Dhanush has been a regular face in the Indian shooting circuit as he rose to prominence by winning the junior, youth, and senior titles in the Telangana State Shooting championships in 2018. His first shot at the limelight came at the 2019 Khelo India Youth Games in a U-21 gold medal as he became the first deaf boy to win a Khelo India medal while upsetting a junior World Cup medallist. Later in the year, he became the first such shooter to be selected for the U-21 national squad for the Asian Championships in Doha. The boy from Telangana made his presence felt there as well with two gold medals (individual and mixed team) at the event.
After a short break forced by the COVID-19 pandemic, Dhanush tasted further success at the ISSF Junior World Championships with the men’s team gold medal.
And 2022 will see him compete among the seniors at this month’s ISSF World Cup in Suhl (Germany).

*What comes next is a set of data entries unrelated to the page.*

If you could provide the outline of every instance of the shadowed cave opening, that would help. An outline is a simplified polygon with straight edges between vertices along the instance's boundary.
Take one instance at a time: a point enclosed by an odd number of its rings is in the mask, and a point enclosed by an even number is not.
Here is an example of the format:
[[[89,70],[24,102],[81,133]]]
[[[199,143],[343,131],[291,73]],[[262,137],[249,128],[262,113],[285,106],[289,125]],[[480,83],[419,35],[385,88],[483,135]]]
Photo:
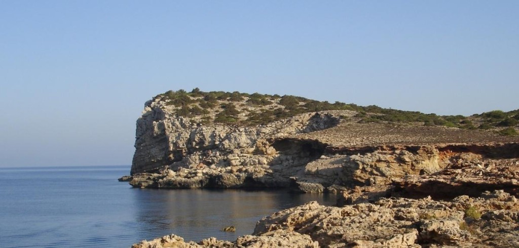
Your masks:
[[[271,145],[280,153],[298,157],[307,163],[320,157],[326,147],[324,144],[316,140],[292,138],[275,140]]]

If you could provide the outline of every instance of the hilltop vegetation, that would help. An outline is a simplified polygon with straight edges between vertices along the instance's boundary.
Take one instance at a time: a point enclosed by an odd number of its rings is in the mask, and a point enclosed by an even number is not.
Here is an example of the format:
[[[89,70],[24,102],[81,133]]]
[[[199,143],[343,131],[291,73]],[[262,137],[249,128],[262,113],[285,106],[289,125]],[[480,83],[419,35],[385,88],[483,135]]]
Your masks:
[[[195,118],[202,124],[211,122],[252,126],[264,125],[295,115],[323,110],[351,110],[360,122],[422,123],[426,126],[445,126],[466,129],[496,129],[503,135],[516,135],[519,109],[509,112],[494,110],[463,115],[438,115],[420,112],[360,106],[353,104],[320,101],[291,95],[248,94],[215,91],[204,92],[195,88],[168,91],[157,95],[174,109],[178,116]]]

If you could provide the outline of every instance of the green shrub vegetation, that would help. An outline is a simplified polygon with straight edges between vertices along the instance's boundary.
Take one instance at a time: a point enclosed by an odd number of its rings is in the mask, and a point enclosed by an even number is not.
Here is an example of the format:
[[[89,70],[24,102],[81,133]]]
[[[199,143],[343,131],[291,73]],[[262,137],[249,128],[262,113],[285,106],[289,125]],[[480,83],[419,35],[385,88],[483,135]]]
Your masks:
[[[358,112],[352,120],[364,123],[418,122],[425,126],[445,126],[460,128],[490,129],[495,127],[515,127],[519,124],[519,109],[509,112],[493,110],[475,114],[470,119],[462,115],[438,115],[417,111],[399,110],[381,108],[376,105],[363,107],[354,104],[339,101],[330,103],[326,101],[311,100],[304,97],[285,95],[249,94],[237,91],[204,92],[195,88],[187,92],[183,90],[168,91],[159,94],[167,105],[178,108],[179,116],[205,118],[210,112],[218,112],[213,120],[220,123],[239,123],[243,125],[264,124],[298,114],[324,110],[352,110]],[[245,105],[239,104],[244,102]],[[247,111],[239,118],[239,111],[233,103]],[[275,105],[277,104],[279,105]],[[220,107],[218,107],[220,106]],[[248,108],[253,110],[248,110]],[[265,109],[268,108],[268,109]],[[210,110],[213,110],[210,111]],[[218,111],[221,110],[221,111]],[[203,123],[211,120],[204,119]],[[474,120],[477,121],[474,121]],[[514,133],[515,132],[515,133]],[[513,128],[505,128],[500,132],[503,135],[515,135]]]
[[[470,217],[474,220],[477,220],[481,217],[481,212],[473,206],[470,206],[465,209],[465,217]]]
[[[501,135],[504,135],[506,136],[515,136],[516,135],[519,135],[519,133],[517,133],[517,130],[513,127],[507,127],[506,128],[499,131],[499,133]]]

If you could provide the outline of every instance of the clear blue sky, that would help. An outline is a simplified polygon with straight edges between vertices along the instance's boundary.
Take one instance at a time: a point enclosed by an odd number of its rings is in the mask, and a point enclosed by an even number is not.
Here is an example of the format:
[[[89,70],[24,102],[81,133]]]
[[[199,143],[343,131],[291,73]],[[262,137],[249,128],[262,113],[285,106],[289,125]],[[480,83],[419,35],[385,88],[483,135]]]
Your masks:
[[[168,90],[519,108],[519,1],[2,1],[0,166],[129,165]]]

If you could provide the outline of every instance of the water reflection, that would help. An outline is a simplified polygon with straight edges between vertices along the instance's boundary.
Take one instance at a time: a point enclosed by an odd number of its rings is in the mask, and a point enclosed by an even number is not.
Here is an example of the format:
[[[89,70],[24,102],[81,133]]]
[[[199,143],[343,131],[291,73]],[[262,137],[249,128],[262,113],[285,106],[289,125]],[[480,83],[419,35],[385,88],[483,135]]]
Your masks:
[[[286,191],[135,189],[133,195],[137,234],[142,239],[174,233],[186,240],[215,237],[234,241],[251,234],[257,221],[280,210],[312,200],[335,203],[334,195]],[[228,226],[236,232],[220,231]]]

However, he did miss the bus for the 2022 Asian Games as he couldn’t make the cut during the NRAI trials but the shooter has clarity on what he wants.
“Like any other athlete, his dream is to win an Olympic gold medal and the 2024 Paris Olympics we are already preparing for. After the immediate goal at the World Cup this month, we will be preparing for the ISSF World Championships later in the year, where the Olympic quota will be up for grab,” concludes Narang.